“You’ve got mail.” Remember when that was a good thing? Unfortunately, it now often means you’re someone’s target. Some are obvious. No Nigerian prince wants to send you buckets of money for a favor. Others are more subtle. So how do you identify scams? Here are some tips:
- Never click on embedded links or open suspicious attachments. One common scam involves hacking an individual’s email account to steal address lists. If you receive an email from someone you know, but it only contains one line, a link to another site, don’t click on it. Likewise, never open an attachment. Instead, if you’re not sure it’s legitimate, contact the sender separately asking if he/she sent the original email or if it was an address book theft.
- Don’t react to threats. Another popular scam is a threat that your account will be closed if you don’t respond to the email. Cybercriminals often use threats that your security has been compromised and ask you to click on a link to update your profile. If the threat comes from a company with which you have no relationship, it’s easy. Hit ‘Delete.’ However, if the email seems to be from a legitimate company, contact that company via a separate action, like logging onto the company’s website or calling the company to inquire about the email. You can also hover your cursor over the link to see the address of the site to which you’ll be redirected.
- Be suspicious of spelling and grammar errors. Legitimate businesses have staff who proofread mass emails carefully before they are released. Cyber attackers are not known for their grammar and spelling.
- Be savvy about emails that solicit donations of goods or money. As a business owner, develop good practices about charitable donations, and never respond to an email-only solicitation.
But it’s not just email. As business owners, you also need to have strong credit card acceptance policies, particularly telephone orders. Non-face-to-face purchases are common, but the credit card companies have given you some tools to protect your business.

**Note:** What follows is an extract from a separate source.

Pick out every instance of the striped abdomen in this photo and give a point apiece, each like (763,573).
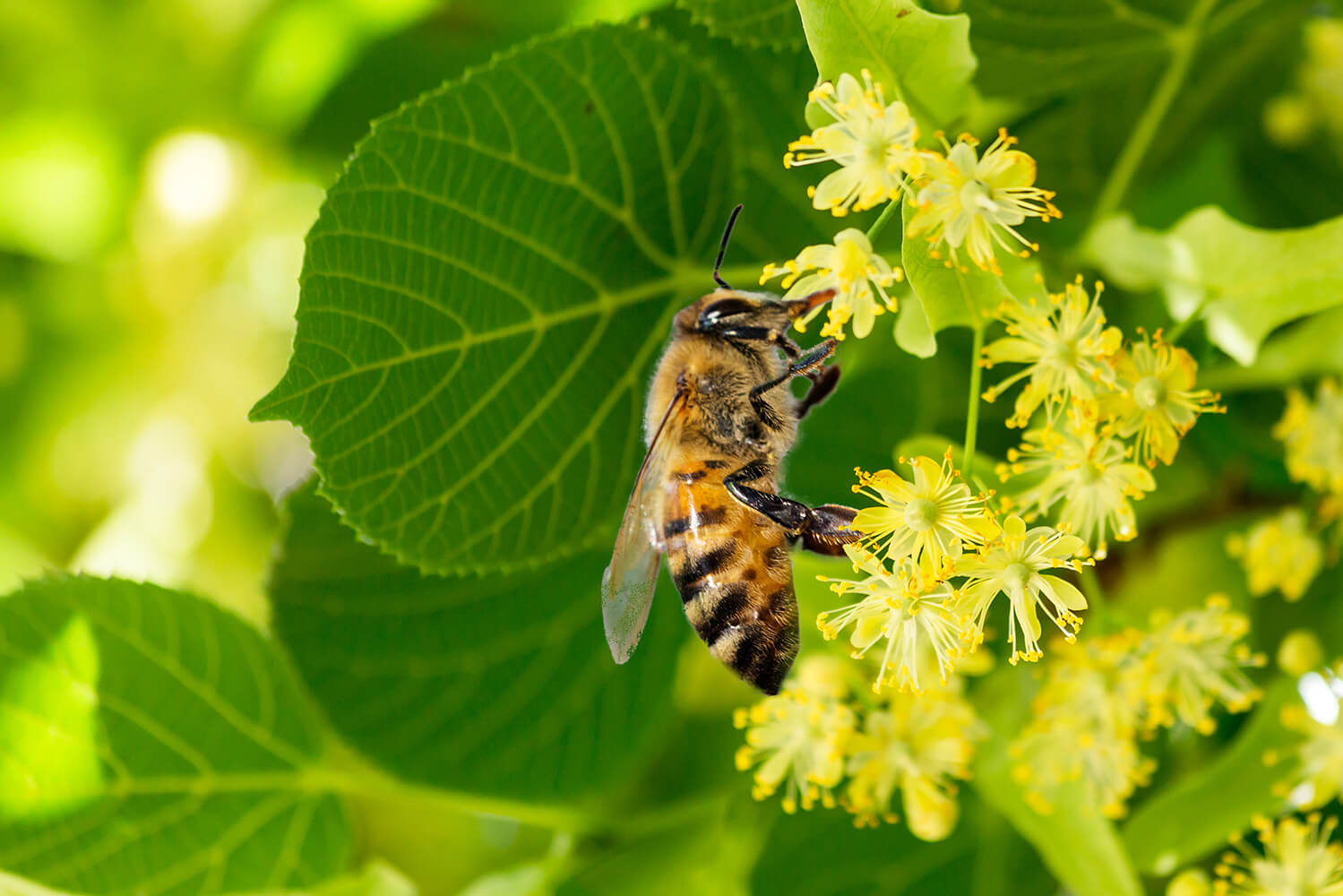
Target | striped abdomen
(731,565)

- Ask for the cardholder’s Card Verification Value/Code (CVV/CVC). These are the 3 or 4 digit numbers that are printed on the payment card (3 digits for Visa, MasterCard, and Discover and 4 digits for American Express). Payment account numbers can be stolen, but CVV/CVC numbers are generally only known if the card is physically in hand.

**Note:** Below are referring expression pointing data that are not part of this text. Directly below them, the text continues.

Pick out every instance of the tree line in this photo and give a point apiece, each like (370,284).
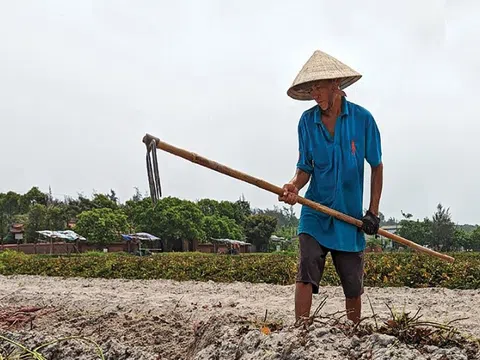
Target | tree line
(102,217)
(438,232)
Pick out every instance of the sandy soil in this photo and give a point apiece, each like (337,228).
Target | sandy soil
(163,319)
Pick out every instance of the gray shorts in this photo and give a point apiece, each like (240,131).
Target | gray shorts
(348,265)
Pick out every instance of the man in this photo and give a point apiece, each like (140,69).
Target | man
(335,138)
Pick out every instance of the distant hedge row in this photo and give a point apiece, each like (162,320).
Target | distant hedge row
(381,270)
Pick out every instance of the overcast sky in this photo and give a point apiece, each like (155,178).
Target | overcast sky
(82,81)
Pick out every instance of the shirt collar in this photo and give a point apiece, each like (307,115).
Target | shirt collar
(343,111)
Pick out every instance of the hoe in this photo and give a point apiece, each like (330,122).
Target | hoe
(152,143)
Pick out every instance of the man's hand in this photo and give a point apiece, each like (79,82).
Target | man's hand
(371,223)
(290,194)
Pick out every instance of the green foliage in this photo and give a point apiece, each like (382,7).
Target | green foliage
(102,226)
(102,201)
(381,269)
(237,211)
(258,230)
(174,220)
(285,216)
(439,233)
(219,227)
(473,241)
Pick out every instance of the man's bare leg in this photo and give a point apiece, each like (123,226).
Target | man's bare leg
(354,308)
(303,300)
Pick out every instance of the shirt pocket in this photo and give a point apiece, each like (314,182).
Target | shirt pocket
(321,157)
(351,177)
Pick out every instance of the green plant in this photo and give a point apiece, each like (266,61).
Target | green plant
(381,269)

- Perform an Address Verification. In a non-face-to-face environment, always obtain the cardholder’s physical mailing address and include the appropriate data when running the credit card authorization.
- Match purchases and credits. The card association rules state that if a refund is to be made, it must be processed on the same payment card as was used for the original purchase. One scam we’ve recently heard about is an individual calling in a substantial order and then calling back later to cancel the order but providing a different account number for the refund. Do not fall prey.